Tokyo – Yoshitaka Shindo, Japan’s new economy minister, has expressed concerns regarding the struggles in China’s real estate industry and weak domestic demand in China, as it poses a risk to both the Japanese and global economies.
With China accounting for nearly a fifth of Japan’s exports, Shindo believes that the economic troubles in China may have a significant impact on Japan’s economy. He emphasized that this risk is magnified given China’s central role in the global economy. Shindo pointed out that foreign investment in China has drastically declined and real estate companies in the region are facing difficulties, resulting in a slow recovery of the Chinese economy.

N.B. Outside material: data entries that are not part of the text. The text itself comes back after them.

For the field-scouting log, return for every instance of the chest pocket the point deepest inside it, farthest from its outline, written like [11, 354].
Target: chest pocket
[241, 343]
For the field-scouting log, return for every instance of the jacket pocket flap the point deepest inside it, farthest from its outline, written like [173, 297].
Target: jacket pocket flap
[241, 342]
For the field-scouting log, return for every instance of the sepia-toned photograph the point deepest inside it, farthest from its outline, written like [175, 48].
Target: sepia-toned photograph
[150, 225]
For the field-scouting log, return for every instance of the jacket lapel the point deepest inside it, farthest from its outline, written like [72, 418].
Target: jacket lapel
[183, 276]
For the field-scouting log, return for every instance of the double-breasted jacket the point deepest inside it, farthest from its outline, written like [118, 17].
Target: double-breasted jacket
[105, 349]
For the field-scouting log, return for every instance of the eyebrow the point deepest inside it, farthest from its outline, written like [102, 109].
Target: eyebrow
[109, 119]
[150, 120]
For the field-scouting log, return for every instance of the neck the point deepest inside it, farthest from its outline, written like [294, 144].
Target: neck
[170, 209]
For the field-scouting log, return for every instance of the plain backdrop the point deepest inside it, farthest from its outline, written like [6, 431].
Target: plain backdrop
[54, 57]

Speaking about Japan’s own economy, Shindo noted that there is a sense of improvement after a prolonged period of stagnation. He highlighted that inflation is running above the Bank of Japan’s 2% target and the government’s analysis indicates that overall demand in the economy exceeds supply. This is a reversal of Japan’s historical issue of insufficient demand.
However, Shindo cautioned that it is premature to proclaim an end to the long-standing problem of deflation. He explained that wages, particularly at smaller companies, are not keeping pace with inflation.
Overall, the struggles faced by China’s real estate industry and the weak domestic demand in China are seen as significant risks to both the Japanese and global economies.